Substitution systems can be very different depending on the needs and goals of each team. The coach (or captain) will decide based on team level, culture, strategy to name a few. With Thunder 2018 we constructed lines that would give us offensive flexibility, pair up some big connections, and build a sense of pride and identity in the players on that line.
We considered a number of different approaches to substitutions, and broadly speaking, there are two main approaches used in Ultimate today: Groups and Lines.
Groups are often utilised to create balanced lines, with each line taking a set amount of players from each group. Groups are dependent on the players’ roles - to ensure the right number of handlers, cutters, etc. This system is best employed by teams who want all their players playing together, playing both offence and defence. It gives players a wide range of experiences on field, whilst still making sure you have the right type of personnel available. The weakness of this system is that in ensuring a minimum level of talent each point, you are sacrificing the potential to have your maximum talent available often.

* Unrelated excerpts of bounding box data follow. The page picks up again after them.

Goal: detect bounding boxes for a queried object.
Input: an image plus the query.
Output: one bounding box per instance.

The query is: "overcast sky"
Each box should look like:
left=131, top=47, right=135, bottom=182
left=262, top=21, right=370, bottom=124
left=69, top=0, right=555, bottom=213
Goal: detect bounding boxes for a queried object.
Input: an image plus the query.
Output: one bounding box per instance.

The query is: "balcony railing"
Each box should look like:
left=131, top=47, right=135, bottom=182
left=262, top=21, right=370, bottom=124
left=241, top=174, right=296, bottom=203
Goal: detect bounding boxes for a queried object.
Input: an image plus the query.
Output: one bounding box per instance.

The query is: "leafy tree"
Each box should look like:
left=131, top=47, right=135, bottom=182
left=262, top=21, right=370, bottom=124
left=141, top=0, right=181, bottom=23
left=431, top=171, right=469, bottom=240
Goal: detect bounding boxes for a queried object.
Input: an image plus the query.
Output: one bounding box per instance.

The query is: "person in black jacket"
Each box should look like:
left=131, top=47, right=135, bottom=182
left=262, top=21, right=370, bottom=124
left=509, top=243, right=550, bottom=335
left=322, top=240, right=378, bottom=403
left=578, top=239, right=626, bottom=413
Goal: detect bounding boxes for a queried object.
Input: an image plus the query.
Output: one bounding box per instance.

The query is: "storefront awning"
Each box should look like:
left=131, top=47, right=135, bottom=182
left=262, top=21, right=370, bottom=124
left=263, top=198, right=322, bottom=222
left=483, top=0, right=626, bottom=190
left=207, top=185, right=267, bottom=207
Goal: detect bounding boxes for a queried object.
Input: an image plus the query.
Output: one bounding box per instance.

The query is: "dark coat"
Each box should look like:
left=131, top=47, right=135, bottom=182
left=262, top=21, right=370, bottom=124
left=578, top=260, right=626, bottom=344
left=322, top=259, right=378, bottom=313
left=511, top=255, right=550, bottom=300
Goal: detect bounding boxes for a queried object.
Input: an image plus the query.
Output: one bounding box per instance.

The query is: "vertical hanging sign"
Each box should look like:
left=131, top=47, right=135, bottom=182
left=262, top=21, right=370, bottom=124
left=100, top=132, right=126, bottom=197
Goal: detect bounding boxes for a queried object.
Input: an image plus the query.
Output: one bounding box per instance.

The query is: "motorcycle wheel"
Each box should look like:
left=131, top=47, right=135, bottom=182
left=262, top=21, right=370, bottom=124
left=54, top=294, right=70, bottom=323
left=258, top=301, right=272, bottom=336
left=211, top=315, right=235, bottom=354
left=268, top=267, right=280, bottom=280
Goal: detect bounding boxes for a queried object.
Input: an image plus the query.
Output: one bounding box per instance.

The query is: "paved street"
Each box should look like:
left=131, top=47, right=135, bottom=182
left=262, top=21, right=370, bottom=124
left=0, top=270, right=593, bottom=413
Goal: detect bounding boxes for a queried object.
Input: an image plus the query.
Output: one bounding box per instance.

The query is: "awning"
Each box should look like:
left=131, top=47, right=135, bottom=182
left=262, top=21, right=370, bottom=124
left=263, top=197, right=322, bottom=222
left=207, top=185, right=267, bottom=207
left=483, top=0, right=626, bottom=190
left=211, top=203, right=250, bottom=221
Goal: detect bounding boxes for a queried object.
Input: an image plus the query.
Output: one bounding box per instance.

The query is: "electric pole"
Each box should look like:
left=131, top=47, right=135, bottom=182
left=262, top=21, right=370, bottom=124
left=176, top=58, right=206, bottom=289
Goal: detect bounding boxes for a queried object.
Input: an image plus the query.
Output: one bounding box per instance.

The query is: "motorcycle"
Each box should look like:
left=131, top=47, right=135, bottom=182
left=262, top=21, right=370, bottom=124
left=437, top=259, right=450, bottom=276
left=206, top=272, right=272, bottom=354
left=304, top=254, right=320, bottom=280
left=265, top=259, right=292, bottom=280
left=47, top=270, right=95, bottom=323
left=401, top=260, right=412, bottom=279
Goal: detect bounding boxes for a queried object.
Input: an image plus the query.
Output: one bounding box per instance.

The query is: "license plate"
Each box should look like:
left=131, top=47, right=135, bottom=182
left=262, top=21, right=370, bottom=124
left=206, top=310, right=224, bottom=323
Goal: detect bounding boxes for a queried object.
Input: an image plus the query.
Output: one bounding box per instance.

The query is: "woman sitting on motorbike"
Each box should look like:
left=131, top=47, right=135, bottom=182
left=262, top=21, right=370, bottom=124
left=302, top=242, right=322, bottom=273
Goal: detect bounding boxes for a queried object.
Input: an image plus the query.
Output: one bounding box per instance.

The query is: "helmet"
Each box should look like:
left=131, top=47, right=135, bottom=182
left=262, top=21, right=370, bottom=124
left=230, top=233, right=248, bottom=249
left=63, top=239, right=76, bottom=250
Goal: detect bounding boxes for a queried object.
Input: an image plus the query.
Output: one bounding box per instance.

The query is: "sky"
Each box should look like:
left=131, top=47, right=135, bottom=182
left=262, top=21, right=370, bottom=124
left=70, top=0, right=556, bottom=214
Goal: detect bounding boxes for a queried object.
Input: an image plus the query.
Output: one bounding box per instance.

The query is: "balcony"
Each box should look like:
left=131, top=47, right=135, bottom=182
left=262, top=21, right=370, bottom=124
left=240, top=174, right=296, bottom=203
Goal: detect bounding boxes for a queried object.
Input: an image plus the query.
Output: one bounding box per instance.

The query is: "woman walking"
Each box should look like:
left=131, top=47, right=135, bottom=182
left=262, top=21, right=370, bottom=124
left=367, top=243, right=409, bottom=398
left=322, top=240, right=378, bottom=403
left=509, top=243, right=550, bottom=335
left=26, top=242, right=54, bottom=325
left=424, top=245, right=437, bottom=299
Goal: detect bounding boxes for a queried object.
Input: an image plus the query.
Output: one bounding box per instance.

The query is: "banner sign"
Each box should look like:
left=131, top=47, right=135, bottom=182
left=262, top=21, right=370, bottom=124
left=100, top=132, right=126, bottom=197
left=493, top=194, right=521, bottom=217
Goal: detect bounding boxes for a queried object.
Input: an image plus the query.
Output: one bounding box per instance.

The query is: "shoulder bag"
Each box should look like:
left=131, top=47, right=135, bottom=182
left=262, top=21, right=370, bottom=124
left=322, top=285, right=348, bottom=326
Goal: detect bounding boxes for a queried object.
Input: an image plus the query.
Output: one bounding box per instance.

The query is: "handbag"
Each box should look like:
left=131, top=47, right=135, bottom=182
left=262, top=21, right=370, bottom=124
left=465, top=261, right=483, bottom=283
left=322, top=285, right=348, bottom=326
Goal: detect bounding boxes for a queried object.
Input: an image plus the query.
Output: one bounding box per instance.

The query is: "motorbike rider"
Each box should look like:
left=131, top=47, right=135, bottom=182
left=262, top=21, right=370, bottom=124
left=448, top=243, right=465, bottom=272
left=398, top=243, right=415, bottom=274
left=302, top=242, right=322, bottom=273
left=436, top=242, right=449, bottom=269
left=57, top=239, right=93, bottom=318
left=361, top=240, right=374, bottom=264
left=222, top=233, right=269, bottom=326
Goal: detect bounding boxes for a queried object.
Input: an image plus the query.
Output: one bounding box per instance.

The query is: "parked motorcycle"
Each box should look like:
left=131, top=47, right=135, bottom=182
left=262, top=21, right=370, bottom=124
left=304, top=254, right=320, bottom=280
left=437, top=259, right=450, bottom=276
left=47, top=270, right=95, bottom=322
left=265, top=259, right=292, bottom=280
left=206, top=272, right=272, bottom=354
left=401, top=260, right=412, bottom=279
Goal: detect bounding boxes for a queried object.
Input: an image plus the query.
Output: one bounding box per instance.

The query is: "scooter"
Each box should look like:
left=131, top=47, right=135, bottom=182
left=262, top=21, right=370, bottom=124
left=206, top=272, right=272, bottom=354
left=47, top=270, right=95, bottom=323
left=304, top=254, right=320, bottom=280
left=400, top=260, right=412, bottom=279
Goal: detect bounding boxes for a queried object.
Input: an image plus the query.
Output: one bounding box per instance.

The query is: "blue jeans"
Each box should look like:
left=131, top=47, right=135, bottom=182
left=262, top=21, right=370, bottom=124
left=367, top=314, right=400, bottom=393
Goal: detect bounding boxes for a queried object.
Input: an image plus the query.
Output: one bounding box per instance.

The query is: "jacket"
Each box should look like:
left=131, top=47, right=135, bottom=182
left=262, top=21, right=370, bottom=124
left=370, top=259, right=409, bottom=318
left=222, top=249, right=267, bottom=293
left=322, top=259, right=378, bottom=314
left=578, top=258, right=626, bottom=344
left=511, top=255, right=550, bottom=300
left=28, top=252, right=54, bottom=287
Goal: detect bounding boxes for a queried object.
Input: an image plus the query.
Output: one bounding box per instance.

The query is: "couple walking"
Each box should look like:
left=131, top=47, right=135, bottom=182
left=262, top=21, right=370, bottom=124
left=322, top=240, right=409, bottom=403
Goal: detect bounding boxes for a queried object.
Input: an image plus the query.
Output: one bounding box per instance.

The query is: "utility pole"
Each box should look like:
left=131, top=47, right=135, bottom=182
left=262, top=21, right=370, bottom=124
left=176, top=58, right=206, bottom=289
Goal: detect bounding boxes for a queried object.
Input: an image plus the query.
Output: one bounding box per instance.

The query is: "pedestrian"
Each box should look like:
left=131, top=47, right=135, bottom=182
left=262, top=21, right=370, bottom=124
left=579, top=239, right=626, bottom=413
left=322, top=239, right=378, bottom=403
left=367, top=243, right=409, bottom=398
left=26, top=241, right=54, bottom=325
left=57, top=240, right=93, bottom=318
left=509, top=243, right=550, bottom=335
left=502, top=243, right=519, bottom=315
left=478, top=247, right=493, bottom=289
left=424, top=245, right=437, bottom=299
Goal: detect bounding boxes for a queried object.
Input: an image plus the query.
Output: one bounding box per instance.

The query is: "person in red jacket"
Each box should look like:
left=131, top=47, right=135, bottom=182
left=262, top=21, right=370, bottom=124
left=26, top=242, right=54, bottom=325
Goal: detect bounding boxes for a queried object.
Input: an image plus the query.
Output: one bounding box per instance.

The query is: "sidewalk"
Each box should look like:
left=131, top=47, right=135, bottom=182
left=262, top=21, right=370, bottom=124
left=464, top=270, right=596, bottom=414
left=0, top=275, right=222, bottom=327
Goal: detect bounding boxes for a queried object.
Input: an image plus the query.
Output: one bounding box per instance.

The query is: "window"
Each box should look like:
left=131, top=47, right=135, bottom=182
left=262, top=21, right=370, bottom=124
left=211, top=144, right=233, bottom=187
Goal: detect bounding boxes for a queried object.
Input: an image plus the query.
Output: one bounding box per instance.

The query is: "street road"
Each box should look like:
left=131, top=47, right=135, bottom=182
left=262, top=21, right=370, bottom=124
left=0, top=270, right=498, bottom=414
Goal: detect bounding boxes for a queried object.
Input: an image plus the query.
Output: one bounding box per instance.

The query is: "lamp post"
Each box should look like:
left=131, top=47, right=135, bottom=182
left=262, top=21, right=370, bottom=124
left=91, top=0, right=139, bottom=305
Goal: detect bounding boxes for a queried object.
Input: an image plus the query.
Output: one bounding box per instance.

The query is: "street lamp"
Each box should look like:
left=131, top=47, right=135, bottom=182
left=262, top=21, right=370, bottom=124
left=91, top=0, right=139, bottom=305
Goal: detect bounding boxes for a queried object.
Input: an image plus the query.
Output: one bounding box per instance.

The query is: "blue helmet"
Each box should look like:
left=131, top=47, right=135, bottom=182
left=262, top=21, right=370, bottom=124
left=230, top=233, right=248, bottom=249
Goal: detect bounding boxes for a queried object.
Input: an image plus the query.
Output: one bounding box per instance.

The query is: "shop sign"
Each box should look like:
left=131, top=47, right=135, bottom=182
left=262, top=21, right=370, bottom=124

Lines are the more common approach, particularly in higher level teams. The traditional approach is the Offence/Defence split, where the O-Line has all the stars and is expected to convert every time, while everyone else plays on one or more D-Lines, sometimes sorted into specialisations like zone or match defence.
Whilst this structure gives you a lot of firepower on offence and allows your defence lots of time together to develop essential connections, it can result in team inflexibility - if your offence is not converting, you have to change something, which means either moving players or whole lines into roles they’re not used to filling.
Building out flexibility whilst keeping the consistency of a line-based system is where innovation has come. Upwind/Downwind lines were used at US Nationals in Sarasota (a notoriously windy venue) and multiple offensive lines with different philosophies have been used by Australian teams. Building on this, for Thunder 2018 we constructed lines with an identity in mind.
Thunder had a squad of 22 athletes, split into two lines (12 and 10) named “Grindstone” and “Sword”. Grindstone was a line all about wearing down the opponent - on offence working with many passes, playing disciplined and problem solving to find the holes, whilst on defence playing relentless, hungry, pressure defence. Sword was a line about being aggressive and attacking opportunities - on offence running plays to exploit powerful throwers and strong connections, whilst on defence playing team defence looking for an opportunity to get a block.
Strategically, this had a number of key benefits:
Both lines capable of executing all our standard offensive plays and defensive tactics meant that we were never forced into a tactical choice by rest (or similar) considerations
Large lines meant that within each line we could change out certain players to shift the skill set of the line slightly in a certain direction
Different offensive philosophies allowed us to quickly find what a team was poor at defending and exploit that, whilst being difficult to stop
Different defensive styles allowed us to control the pace of the game and throw a spanner in the flow of the opposition
Other teams scouted us and assumed an O-Line/D-Line split, and were very thrown when we played opposite to their expectations
The strategic benefits of this line system are good, but what really made the system shine was the identity it brought the players on each line. When we called a Sword line, players began making a “schwing” noise, as a sword coming out of a scabbard, ready to fight. Grindstone had their own noise, both of these were entirely player-created and driven. This group identity was another layer built on top of our team culture, and it gave the players an ideal to strive for as tenacious or aggressive, whilst binding them closer together as teammates.
It also gave the athletes another point of reference to come back to when we were not playing like we wanted to. Our team had a culture that defined our intensity and drive to represent the country well, but the specific identity of each line meant that the athletes had a good knowledge of what type of player they were supposed to be, what kind of impact they were trying to have on the field. This, supported by individual communication from the coaches, meant that each athlete knew their role, what the team needed from them, and had the personal drive to execute that.
Over the campaign we built a team of athletes that were committed to each other and pushed each other to challenge themselves, and supported each other through that. Creating lines that had meaning beyond “we play offense” built a sense of pride in their line, and helped bring out the best in our athletes.
So don’t be stuck using the same substitution structure if it’s not working for your team. Build something that has both a tactical meaning and an emotional identity - you’ll see athletes buy in, work hard and strive for excellence not just for themselves and their team, but also their line.